More than 100 women could have heartbreakingly lost the chance to become mothers due to a glitch in the egg freezing process at a top fertility clinic.
Among the 136 women affected were cancer patients who had their uterus surgically removed, it was revealed today.
Treatment for some types of cancer can make women infertile, meaning they may be advised to freeze their eggs beforehand.
News of the error was only communicated to patients during the last two weeks.
136 women may have lost the chance to become birth mothers and an NHS fertility clinic warns that their frozen eggs and embryos may not survive the thawing process due to a fault (file image)
All women had their eggs or embryos frozen at Guy’s and St Thomas’ NHS Trust between September and October 2022.
However, The Times reports that the hospital was informed of the error in March last year, suggesting they kept the flaw a secret.
All affected women had their eggs or embryos frozen at the clinic in the fall of 2022, between September and October.
The clinic, which boasts of being one of the most advanced of its kind in the country, It deals with both NHS and private patients, charging the latter thousands of pounds for IVF treatment and hundreds for egg and embryo cryopreservation.
Patient leaflets list the cost of an IVF embryo freezing at £4,750 and an annual cryopreservation storage fee of £350.
A letter sent to the women, seen by the newspaper, informed them that their eggs and embryos “may not survive the thawing process” due to a manufacturing problem with the solution bottles originally used to freeze them.
Currently only the Guy’s unit is known to be affected.
But Britain’s fertility treatments regulator says the particular product may have been distributed to other UK clinics, meaning more problems could be discovered in the future.
The Human Embryology and Fertilization Authority (HEFA) is actively investigating the incident.
The delay between the incident occurring and women finding out about the failure means that some may no longer have extra eggs to freeze, effectively dashing their hopes of ever becoming biological mothers.
Even those who still have the option of receiving more IVF treatments could face much greater difficulties.
The odds of successful IVF decline rapidly as women age, from 32 percent for women under 35 to just 4 percent for women over 44, declining to approximately 6 to 7 percent. for every two years of age.
Guy’s reportedly apologized for the delay and offered counseling to the women.
A letter sent to affected patients said the Trust had “become aware of a manufacturing issue with some vials of a solution which may have been used to freeze eggs and embryos in September and October 2022”. The times reported.
He continues: “This means that there is a risk that the eggs and embryos frozen in the affected solution will not survive the thawing process and cannot be used in the treatment.”
Guy’s Assisted Conception Unit treats around 2,000 patients a year.
Women shocked by the loss of eggs and embryos say they are devastated.
One, who spoke anonymously, said: “The doctor informed me that the eggs I had frozen are unlikely to be viable due to a faulty freezing process.” It has been devastating.
“It is traumatizing for these poor women to be told that their frozen eggs cannot be used.”
Currently, fertility treatment has a success rate of up to 40 percent. Around a third of IVF cycles among under-35s resulted in a live birth in 2019 in the UK. However, this proportion dropped to just 4 percent among people over 44 years of age.
She asked that Guy’s cover the cost of additional fertility treatment.
A Trust spokesperson said: “We have contacted everyone affected and apologized for the delay in doing so and any distress this may have caused.”
“We are supporting those who may have been affected, including through our advice service, and would urge anyone with concerns to speak to us directly via the dedicated phone line we have set up.”
The conception unit reportedly became aware of the problem on March 10 last year, just weeks after the Medicines and Healthcare products Regulatory Agency issued an alert about problems with the freezing solution.

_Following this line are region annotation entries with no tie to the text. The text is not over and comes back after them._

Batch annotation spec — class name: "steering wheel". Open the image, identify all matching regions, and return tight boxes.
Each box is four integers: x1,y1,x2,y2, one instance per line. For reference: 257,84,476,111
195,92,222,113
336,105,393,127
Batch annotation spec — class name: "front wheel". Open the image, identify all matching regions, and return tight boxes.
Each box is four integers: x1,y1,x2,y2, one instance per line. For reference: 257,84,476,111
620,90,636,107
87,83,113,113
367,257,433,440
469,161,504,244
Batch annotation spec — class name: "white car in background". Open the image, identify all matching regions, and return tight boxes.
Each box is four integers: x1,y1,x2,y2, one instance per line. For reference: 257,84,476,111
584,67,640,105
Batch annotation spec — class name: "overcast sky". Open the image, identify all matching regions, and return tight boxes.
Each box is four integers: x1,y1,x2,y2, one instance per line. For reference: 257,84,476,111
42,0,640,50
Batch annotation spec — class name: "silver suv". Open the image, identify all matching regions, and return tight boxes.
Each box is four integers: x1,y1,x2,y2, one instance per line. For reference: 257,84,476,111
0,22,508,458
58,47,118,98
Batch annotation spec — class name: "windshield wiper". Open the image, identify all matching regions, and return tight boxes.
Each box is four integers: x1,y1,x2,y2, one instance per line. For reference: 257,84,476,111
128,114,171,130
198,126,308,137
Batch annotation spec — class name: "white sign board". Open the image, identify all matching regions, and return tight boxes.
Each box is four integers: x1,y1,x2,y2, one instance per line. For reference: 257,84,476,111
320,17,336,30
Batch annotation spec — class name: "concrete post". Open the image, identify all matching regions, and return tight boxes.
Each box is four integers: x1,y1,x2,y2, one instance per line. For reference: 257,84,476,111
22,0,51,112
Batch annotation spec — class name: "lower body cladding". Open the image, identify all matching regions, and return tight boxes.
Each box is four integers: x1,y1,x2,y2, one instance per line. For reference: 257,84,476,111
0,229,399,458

Rachel Cutting, director of compliance and information at the HFEA, warned that other fertility clinics may have been affected by the flaw.
“We are aware that this affected product may have been distributed to other UK clinics, although the HFEA is not currently aware of any other licensed clinics where patients have been affected,” it said.
‘We appreciate that any incident may worry patients.
“We advise patients to contact their own clinic with any queries or concerns as the clinic is in the best position to advise people on how they may or may not have been affected.”
The HFEA recorded more than 4,200 egg storage cycles in 2021, almost double the 2,500 in 2019.
The number of women freezing their eggs is thought to have increased during Covid because many feared they were running out of time to have a baby.
The pandemic halted dating among single women for months, leaving some unsure when they would find the right partner to start a family.
Egg freezing involves following the first steps of IVF, which takes two to three weeks to complete.
Women take medications to increase egg production and help them mature.
The eggs are then collected under general anesthesia, mixed with a freezing solution, and frozen.
Most patients under the age of 38 have seven to 14 eggs collected. On average, women lose about 1,000 eggs a month.